この順位は第4回(2019年実施)と全く同じです。「ビジョンを掲げ、業界を牽引している」は、調査開始以来5年連続1位です。4位が商品的魅力で、残りの四つは人的魅力です。第1、2回の調査のトップ5には財務的魅力と商品的魅力が一つずつ入っていましたが、第3回では財務的魅力が一つ、第4、5回では前述のとおり、商品的魅力が一つだけでした。

生活者は、企業のリーダーや社員・職人など従業員の言動に魅力を感じているということが明らかになりました。
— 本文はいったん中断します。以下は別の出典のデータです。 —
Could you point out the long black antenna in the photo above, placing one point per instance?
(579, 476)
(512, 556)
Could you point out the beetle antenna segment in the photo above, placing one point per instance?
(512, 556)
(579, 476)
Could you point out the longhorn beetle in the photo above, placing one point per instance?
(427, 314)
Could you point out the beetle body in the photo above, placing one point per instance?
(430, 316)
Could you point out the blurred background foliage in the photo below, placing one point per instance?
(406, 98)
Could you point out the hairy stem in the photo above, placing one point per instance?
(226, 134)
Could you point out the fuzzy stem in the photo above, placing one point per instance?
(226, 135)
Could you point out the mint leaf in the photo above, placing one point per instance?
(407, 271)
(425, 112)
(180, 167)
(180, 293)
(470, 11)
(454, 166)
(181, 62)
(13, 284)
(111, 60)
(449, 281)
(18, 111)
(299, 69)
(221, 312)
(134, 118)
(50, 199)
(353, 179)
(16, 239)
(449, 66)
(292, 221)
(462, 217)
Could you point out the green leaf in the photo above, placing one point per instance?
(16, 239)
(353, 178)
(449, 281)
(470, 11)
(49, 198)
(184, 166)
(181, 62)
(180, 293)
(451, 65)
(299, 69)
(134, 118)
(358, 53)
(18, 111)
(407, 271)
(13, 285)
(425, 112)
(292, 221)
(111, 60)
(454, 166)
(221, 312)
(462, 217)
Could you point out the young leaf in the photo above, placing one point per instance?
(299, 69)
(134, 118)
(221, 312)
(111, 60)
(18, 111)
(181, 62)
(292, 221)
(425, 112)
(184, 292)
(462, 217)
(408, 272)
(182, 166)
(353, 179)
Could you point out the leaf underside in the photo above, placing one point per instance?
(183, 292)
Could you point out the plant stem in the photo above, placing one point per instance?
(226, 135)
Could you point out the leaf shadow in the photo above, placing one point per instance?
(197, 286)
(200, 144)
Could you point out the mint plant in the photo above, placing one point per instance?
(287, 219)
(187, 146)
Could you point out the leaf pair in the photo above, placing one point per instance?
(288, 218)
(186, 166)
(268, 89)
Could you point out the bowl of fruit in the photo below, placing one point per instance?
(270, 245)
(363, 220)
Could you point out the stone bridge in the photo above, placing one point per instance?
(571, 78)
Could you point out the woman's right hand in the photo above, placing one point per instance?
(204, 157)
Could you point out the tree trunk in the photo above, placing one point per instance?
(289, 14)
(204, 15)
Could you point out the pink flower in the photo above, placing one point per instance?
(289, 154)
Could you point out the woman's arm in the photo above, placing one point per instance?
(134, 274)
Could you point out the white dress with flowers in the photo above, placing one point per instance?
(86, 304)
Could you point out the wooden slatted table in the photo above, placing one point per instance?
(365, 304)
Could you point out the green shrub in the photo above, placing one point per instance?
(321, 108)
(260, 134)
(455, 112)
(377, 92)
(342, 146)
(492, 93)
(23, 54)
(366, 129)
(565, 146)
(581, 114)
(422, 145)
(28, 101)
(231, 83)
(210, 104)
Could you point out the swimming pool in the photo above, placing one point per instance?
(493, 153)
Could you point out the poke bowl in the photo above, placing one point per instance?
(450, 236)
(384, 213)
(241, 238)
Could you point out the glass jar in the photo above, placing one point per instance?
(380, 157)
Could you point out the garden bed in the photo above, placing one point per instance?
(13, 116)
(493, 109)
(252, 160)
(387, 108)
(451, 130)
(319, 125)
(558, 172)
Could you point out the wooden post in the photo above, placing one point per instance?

トップ5入りした4項目は、いずれも前回のコラムで言及した「舞台裏」といえるでしょう。創業ストーリー、開発秘話、失敗談、各現場での社員奮闘記、改革への挑戦などは、4項目につながる、深く関わることばかりです。「舞台裏」とは企業のリーダーや、社員・職人など従業員の言動そのものです。

◆魅力を感じた情報源は「商品・サービスの直接体験」

もう少し掘り下げて紹介します。

「企業の魅力をどのようなところで見聞きしたか」を問うたところ、1位は「商品・サービスを直接体験して」で48.1%。2位「テレビ番組」(19.5%)、3位は「社員・店員などを通して」(16.9%)でした。4位が「テレビCM」(16.2%)、5位「店頭など」(12.0%)と続きました。これも前年とほぼ同様だったそうです。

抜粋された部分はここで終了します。